Item 1.01 Entry Into a Material Definitive Agreement.
On August 27, 2009, Arch Coal, Inc., a Delaware corporation (the "Company"),
entered into an amendment (the "Credit Amendment") to its credit agreement,
dated December 22, 2004 (as amended, the "Credit Agreement") with the banks
named in the Credit Agreement and PNC Bank, National Association, as
administrative agent for the banks party thereto.
The purpose of the Credit Amendment was to extend the maturity of a portion
of the commitments under the credit facility from June 23, 2011 to March 31,
2013 and to revise the maximum leverage ratio, as determined in accordance with
the Credit Agreement. As a result of the Credit Amendment, commitments under the
Credit Agreement will be $860.0 million until June 23, 2011, at which time the
commitments will decrease to $762.5 million. As amended, the Credit Agreement
provides a method by which new banks may join the credit facility after June 23,
2011, subject to an aggregate maximum amount for all banks of $800.0 million.
Under the Credit Amendment, the Company has agreed to pay a utilization fee and
an unused fee for those banks who agree to extend the maturity of their
commitments.
As of August 27, 2009, the Company had no borrowings outstanding under the
Credit Agreement.
Some of the banks under the Credit Agreement and/or their affiliates have or
may have had various relationships with the Company and its subsidiaries
involving the provision of a variety of financial services, including investment
banking, underwriting and commercial banking services, including issuances of
letters of credit, for which the financial institutions and/or affiliates
receive customary fees, and, in some cases, out-of-pocket expenses.
The Company described the material terms of the Credit Agreement in Item 1.01
of its Current Report on Form 8-K filed on December 28, 2004, in Item 1.01 of
its Current Report on Form 8-K filed on June 27, 2006, in Item 1.01 of its
Current Report on Form 8-K filed on October 6, 2009 and in Item 1.01 of its
Current Report on Form 8-K filed on March 12, 2009, and incorporates those
descriptions herein by this reference, appropriately modified as set forth
above.
A copy of the Credit Amendment is filed as Exhibit 10.1 to this Form 8-K and
is incorporated in this Item 1.01 by reference.

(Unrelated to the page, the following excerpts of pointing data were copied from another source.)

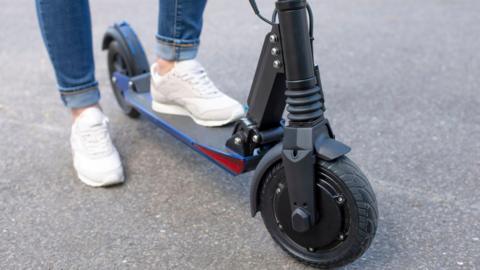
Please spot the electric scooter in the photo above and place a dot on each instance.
(314, 201)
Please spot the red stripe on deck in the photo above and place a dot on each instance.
(234, 165)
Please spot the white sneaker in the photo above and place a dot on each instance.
(187, 90)
(95, 158)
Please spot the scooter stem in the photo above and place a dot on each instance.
(305, 112)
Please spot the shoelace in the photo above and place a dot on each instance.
(199, 79)
(96, 139)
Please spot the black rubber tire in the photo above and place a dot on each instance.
(114, 51)
(363, 213)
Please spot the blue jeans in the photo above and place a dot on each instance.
(67, 33)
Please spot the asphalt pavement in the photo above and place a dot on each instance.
(402, 85)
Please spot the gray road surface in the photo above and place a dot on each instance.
(402, 82)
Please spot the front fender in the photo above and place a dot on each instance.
(273, 156)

The description of the Credit
Amendment set forth in this Item 1.01 is not complete and is qualified in its
entirety by reference to the full text of the Credit Amendment set forth on
Exhibit 10.1, and readers are encouraged to review the Credit Amendment in its
entirety.
Item 2.03 Creation of a Direct Financial Obligation or an Obligation under an
Off-Balance Sheet Arrangement of a Registrant.
Information concerning the amounts for which the Company has become obligated
under the Credit Agreement, as amended by the Credit Amendment, set forth above
under Item 1.01 is hereby incorporated by reference into this Item 2.03.
Item 9.01 Financial Statements and Exhibits.
(d) Exhibits
The following exhibit is attached hereto and filed herewith.
Exhibit
No. Description
10.1 Fourth Amendment to Credit Agreement, dated as of August 27, 2009, by
and among Arch Coal, Inc., the banks party thereto, Citicorp USA, Inc.,
JPMorgan Chase Bank, N.A. and Wachovia Bank, National Association, each
in its capacity as syndication agent, Bank of America, N.A. (as
successor-by-merger to Fleet National Bank), as documentation agent, and
PNC Bank, National Association, as administrative agent for the banks.
Signatures
Pursuant to the requirements of the Securities Exchange Act of 1934, the
registrant has duly caused this report to be signed on its behalf by the
undersigned hereunto duly authorized.
Dated: August 28, 2009 Arch Coal, Inc.